Search code examples
elasticsearchelasticsearch-analyzers

Elasticsearch - can I define index time analyzer on document level?


I want to index pages in multiple languages into a single index. But for each language I need to define custom language analyzer. So for english page it would use english analyzer, for czech page it would use czech analyzer.

At search time I would set the correct analyzer based on current locale as I do not need to search across languages.

It appears that it was possible in the early versions of Elasticsearch, but I cannot find a way to do it in 7.6

Is there a way to achieve this or do I really need to create an index for each type in each language? That would lead to many indices with only small number of indexed documents.

Or is there a better way to handle this scenario? We are considering about 20 languages and several document types (as far as I understand, types are now deprecated so each needs its own index).


Solution

  • You can use the fields feature which is available in Elastic 7.6, which allows you to store the different languages in a single index, also query time it would be possible to just use the subfield of language which you want to query.

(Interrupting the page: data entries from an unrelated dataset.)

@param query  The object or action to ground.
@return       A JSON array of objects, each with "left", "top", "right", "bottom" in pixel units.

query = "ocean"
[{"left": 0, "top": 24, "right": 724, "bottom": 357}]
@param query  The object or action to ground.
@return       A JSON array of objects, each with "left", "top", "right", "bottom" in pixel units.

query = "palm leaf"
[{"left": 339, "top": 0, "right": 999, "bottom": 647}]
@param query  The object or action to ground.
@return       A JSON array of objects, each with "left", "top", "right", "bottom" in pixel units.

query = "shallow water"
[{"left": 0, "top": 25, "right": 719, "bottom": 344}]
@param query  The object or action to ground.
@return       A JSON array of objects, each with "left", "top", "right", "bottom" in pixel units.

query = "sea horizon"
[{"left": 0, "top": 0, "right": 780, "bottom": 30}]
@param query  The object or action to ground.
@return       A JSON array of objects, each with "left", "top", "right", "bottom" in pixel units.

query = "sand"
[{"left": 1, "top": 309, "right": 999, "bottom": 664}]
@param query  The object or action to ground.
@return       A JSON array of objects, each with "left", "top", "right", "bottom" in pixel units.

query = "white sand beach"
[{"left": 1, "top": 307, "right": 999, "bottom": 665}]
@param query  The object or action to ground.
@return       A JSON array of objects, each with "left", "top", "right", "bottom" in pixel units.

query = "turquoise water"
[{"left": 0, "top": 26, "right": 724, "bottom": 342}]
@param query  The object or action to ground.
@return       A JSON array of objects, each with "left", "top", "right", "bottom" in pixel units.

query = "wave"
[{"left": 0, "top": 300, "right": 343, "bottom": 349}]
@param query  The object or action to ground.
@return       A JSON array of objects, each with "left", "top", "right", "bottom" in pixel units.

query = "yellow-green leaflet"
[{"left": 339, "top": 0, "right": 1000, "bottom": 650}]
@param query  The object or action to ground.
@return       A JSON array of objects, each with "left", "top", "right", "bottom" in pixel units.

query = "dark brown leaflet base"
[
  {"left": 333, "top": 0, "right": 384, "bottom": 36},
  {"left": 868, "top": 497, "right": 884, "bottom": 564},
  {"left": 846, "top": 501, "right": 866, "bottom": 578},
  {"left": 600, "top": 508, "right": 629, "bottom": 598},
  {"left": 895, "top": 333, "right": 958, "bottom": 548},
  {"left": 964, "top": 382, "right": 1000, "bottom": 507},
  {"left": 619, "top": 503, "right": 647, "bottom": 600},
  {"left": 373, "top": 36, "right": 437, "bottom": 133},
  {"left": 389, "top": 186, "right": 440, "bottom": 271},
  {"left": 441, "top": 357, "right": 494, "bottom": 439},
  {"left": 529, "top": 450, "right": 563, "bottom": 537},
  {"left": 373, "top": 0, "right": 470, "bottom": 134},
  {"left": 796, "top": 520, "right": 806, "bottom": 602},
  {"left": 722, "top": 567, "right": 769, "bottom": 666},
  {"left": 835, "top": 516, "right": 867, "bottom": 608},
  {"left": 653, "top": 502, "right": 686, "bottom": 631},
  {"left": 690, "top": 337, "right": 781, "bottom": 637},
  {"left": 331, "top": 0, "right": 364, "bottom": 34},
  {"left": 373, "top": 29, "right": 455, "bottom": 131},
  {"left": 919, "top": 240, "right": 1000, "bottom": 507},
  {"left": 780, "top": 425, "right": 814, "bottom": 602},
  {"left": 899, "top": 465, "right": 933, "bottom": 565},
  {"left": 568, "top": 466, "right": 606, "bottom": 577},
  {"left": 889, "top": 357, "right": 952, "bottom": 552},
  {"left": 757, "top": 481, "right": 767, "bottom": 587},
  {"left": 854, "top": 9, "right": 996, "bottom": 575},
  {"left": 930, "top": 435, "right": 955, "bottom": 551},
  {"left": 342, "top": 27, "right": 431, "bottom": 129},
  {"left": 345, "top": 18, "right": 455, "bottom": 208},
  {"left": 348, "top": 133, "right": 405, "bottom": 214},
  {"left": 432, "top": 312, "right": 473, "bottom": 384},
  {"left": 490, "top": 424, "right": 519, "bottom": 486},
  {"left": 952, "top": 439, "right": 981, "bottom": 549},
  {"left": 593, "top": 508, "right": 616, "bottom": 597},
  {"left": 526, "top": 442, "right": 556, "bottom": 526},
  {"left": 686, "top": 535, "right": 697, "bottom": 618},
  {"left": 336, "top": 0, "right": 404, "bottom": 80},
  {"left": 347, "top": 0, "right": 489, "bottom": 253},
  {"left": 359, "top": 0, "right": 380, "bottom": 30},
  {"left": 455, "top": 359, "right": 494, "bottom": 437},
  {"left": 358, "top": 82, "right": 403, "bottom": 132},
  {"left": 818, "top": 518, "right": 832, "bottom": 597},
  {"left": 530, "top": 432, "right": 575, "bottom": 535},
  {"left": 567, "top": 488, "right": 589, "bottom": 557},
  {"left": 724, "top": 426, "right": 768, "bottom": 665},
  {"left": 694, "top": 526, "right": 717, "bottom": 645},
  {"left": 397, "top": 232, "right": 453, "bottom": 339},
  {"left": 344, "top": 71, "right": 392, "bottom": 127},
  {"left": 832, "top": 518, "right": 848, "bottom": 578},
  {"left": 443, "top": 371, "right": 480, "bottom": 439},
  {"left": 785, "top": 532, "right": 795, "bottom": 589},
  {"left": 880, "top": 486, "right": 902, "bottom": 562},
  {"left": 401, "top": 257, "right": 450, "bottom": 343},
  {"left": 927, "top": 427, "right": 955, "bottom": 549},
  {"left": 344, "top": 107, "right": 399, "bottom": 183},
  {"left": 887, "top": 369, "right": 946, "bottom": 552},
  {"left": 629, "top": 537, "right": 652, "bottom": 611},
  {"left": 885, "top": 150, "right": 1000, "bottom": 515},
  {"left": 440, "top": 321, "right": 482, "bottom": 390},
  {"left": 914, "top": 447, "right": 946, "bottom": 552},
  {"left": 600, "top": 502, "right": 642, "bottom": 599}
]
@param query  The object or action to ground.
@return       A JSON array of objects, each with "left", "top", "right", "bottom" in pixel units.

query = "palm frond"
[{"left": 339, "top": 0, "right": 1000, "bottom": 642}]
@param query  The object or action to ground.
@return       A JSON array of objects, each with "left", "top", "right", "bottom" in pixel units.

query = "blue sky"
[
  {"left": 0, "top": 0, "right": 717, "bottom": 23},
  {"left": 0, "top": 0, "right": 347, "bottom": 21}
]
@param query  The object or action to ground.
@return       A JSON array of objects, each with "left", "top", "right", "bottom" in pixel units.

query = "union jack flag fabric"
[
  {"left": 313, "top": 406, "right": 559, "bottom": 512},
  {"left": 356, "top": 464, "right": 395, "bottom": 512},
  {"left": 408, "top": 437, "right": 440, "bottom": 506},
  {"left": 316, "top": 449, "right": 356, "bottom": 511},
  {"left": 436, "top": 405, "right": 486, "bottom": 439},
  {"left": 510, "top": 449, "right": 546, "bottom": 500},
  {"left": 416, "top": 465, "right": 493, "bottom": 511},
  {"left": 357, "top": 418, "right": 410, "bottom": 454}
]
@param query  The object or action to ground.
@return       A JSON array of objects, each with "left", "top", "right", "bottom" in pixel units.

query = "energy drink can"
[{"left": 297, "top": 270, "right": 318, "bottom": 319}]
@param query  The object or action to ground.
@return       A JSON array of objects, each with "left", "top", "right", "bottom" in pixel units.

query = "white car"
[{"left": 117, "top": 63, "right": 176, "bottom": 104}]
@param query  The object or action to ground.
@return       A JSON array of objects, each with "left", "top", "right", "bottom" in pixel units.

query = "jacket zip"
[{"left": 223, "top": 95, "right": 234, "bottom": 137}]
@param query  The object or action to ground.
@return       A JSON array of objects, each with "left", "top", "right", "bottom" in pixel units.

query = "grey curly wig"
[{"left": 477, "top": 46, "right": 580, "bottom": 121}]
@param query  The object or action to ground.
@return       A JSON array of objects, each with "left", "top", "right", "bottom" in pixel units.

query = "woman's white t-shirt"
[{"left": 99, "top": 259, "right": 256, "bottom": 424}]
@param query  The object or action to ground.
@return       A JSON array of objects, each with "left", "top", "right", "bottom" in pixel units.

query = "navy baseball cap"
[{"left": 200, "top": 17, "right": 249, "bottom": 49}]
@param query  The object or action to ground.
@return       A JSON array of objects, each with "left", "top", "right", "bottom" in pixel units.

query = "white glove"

    In fact, there is a nice official blog from elastic talking about different approaches to have multi-lingual search and approach given by me is inspired by that which is called per-field based language search.

    Example

    Sample Index mapping would look like below

    {
        "mappings": {
            "properties": {
                "title": {
                    "type": "text",
                    "analyzer": "english",
                    "fields": {
                        "fr": {
                            "type": "text",
                            "analyzer": "french"
                        },
                        "es": {
                            "type": "text",
                            "analyzer": "spanish"
                        },
                        "estonian": {
                            "type": "text",
                            "analyzer": "estonian"
                        }
                    }
                }
            }
        }
    }